Liver transplantation in alcoholic liver disease: is a period of sobriety necessary?

One discussion this week included early liver transplantation in patients with alcoholic liver disease (ALD).


Reference: Godfrey EL, Stribling R, Rana A. Liver transplantation for alchoholic liver disease: an update. Clinics in Liver Disease. 2019 Feb;23(1):127-139. doi: 10.1016/j.cld.2018.09.007.

Summary (quoted from the article): ALD, a major cause of global morbidity and mortality, is expected to continue to increase in the global health burden. Although several new therapies have become available for other causes of liver disease, very few effective therapies exist for ALD other than liver transplantation. To ensure good outcomes and appropriate allocation of scarce donated organs, stringent selection criteria must be used to determine who is eligible to receive a graft, and effective, integrated alcohol use treatment must be used to prevent relapse.

In addition to assiduous monitoring for alcohol use relapse before and after transplantation, these patients must also be managed for their unique health concerns, including pre-transplantation malnutrition and post-transplantation elevated risk of malignancy, obesity, and cardiac disease.

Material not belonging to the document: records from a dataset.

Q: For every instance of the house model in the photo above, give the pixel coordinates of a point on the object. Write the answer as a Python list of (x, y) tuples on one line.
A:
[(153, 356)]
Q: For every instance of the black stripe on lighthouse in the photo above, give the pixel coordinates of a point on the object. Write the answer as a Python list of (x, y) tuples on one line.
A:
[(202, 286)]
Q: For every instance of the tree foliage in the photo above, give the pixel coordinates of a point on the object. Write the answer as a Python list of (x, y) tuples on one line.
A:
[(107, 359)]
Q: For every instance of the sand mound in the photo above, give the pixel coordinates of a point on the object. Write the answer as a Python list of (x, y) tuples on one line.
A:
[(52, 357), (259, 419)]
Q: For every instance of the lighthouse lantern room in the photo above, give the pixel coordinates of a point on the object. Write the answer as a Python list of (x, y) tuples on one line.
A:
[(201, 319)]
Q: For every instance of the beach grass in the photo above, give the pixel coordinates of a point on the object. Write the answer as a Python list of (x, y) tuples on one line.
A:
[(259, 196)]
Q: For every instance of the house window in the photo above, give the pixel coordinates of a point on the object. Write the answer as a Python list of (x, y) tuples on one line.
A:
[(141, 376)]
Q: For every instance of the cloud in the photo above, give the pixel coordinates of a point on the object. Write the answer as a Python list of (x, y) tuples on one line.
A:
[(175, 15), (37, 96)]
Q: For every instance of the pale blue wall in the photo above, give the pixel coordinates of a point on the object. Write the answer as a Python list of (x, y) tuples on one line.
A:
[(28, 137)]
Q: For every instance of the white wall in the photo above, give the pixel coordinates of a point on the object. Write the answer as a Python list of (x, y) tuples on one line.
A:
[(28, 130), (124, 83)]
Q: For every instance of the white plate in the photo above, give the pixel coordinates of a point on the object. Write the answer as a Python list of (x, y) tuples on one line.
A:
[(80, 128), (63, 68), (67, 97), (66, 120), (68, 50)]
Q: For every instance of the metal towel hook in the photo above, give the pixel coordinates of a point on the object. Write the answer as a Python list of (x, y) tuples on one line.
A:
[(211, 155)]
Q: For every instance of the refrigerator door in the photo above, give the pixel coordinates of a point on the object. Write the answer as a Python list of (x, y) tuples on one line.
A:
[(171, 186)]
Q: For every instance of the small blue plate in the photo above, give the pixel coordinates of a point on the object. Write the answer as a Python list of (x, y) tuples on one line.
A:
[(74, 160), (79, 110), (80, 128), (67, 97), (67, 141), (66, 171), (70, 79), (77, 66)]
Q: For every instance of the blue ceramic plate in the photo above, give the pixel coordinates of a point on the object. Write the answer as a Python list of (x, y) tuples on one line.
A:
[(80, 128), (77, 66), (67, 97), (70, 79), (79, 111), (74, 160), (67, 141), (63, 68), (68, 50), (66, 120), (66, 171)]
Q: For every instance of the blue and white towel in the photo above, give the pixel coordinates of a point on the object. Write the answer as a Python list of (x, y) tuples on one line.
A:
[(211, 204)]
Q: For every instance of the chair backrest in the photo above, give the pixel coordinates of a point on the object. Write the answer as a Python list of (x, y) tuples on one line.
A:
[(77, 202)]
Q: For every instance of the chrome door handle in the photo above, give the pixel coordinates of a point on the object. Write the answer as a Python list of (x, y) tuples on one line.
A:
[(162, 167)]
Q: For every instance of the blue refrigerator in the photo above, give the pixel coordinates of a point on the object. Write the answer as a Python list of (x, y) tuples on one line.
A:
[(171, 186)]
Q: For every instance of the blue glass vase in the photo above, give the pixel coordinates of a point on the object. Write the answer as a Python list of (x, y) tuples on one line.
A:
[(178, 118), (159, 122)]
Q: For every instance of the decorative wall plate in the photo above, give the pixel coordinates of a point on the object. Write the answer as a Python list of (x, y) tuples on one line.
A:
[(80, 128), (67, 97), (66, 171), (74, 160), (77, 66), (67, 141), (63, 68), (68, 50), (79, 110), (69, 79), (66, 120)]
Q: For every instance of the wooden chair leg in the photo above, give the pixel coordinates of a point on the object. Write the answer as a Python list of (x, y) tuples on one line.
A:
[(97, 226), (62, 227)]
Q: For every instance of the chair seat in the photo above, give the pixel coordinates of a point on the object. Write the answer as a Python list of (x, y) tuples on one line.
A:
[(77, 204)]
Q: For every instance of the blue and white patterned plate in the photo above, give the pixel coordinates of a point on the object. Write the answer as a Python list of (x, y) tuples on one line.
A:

If long sobriety periods were required for transplantation, then these patients would have no options left open to them. French consensus recommendations were the earliest to abandon a specific length of sobriety; an early multicenter prospective trial of OLT for sAH was reported in 2011. Unsurprisingly, 6-month survival was vastly higher in subjects who received early OLT (77% vs 23%), and that benefit persisted over 2 years of follow-up. Only 3 of the 26 relapsed.

Older transplantation practices limited transplants to those patients who were able to demonstrate 6 months of sobriety; however, more flexible guidelines are emerging to address those with more acute conditions such as sAH. Outcomes have been good, supporting continued flexibility in selection and treatment protocols.